"""
Information Theoretic and Entropy Measures
References
----------
Golan, As. 2008. "Information and Entropy Econometrics -- A Review and
Synthesis." Foundations And Trends in Econometrics 2(1-2), 1-145.
Golan, A., Judge, G., and Miller, D. 1996. Maximum Entropy Econometrics.
Wiley & Sons, Chichester.
"""
#For MillerMadow correction
#Miller, G. 1955. Note on the bias of information estimates. Info. Theory
# Psychol. Prob. Methods II-B:95-100.
#For ChaoShen method
#Chao, A., and T.-J. Shen. 2003. Nonparametric estimation of Shannon's index of diversity when
#there are unseen species in sample. Environ. Ecol.

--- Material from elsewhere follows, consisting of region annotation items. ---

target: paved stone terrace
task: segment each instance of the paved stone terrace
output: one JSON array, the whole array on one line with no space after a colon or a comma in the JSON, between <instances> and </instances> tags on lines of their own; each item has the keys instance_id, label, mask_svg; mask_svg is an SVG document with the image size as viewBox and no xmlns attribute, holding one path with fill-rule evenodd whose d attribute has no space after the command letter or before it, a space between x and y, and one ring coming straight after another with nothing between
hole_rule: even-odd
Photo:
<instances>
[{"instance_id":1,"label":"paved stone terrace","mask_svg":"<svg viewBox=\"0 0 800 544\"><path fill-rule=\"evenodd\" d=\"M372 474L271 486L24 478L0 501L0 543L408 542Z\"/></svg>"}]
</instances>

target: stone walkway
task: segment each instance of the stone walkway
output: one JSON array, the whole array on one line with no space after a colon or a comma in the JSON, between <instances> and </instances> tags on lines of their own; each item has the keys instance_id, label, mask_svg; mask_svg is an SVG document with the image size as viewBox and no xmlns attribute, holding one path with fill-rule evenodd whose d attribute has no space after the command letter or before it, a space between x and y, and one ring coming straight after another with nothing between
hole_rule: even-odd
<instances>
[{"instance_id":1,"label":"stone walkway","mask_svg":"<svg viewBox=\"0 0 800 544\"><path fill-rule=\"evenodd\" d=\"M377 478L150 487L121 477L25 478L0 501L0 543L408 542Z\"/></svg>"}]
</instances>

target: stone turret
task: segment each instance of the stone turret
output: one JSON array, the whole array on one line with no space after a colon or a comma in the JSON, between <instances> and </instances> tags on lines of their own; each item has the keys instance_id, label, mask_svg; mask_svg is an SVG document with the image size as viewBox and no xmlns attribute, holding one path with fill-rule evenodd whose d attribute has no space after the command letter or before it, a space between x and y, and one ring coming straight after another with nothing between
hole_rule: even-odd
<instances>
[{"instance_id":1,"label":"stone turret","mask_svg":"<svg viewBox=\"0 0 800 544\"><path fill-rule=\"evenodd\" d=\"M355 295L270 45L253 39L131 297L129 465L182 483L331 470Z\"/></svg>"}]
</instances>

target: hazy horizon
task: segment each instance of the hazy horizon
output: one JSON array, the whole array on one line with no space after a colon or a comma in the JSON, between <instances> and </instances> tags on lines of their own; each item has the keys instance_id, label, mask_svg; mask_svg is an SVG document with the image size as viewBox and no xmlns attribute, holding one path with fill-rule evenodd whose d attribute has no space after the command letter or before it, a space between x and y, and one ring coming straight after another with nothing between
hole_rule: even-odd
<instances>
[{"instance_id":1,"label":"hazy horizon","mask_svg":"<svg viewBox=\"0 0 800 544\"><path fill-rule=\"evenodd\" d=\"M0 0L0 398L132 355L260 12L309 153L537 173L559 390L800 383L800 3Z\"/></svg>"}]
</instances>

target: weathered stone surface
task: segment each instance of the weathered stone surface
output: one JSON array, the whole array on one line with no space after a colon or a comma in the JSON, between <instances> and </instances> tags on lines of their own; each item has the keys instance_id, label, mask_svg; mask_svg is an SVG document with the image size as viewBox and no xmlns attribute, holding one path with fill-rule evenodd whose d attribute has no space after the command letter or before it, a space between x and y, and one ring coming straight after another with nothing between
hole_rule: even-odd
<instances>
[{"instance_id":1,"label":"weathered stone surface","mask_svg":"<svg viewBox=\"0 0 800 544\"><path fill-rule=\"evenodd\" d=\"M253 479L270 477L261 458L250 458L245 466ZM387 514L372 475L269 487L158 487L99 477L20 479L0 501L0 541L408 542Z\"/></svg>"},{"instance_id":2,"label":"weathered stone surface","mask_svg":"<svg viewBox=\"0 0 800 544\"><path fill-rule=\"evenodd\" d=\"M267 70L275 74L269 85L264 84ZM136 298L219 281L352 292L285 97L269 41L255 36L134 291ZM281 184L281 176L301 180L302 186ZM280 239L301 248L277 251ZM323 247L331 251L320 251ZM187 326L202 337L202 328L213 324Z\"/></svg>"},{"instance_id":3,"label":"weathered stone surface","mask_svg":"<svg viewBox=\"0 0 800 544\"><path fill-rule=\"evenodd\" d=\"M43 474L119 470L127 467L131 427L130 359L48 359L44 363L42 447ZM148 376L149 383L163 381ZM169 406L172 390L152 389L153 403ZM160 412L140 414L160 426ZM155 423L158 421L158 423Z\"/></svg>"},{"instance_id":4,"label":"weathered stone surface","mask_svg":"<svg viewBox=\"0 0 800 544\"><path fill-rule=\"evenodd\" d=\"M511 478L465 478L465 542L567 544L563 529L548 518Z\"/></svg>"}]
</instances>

Stat. 10:429-443.
#Good, I. J. 1953. The population frequencies of species and the estimation of population parameters.
#Biometrika 40:237-264.
#Horvitz, D.G., and D. J. Thompson. 1952. A generalization of sampling without replacement from a finute universe. J. Am. Stat. Assoc. 47:663-685.
#For NSB method
#Nemenman, I., F. Shafee, and W. Bialek. 2002. Entropy and inference, revisited. In: Dietterich, T.,
#S. Becker, Z. Gharamani, eds. Advances in Neural Information Processing Systems 14: 471-478.
#Cambridge (Massachusetts): MIT Press.
#For shrinkage method
#Dougherty, J., Kohavi, R., and Sahami, M. (1995). Supervised and unsupervised discretization of
#continuous features. In International Conference on Machine Learning.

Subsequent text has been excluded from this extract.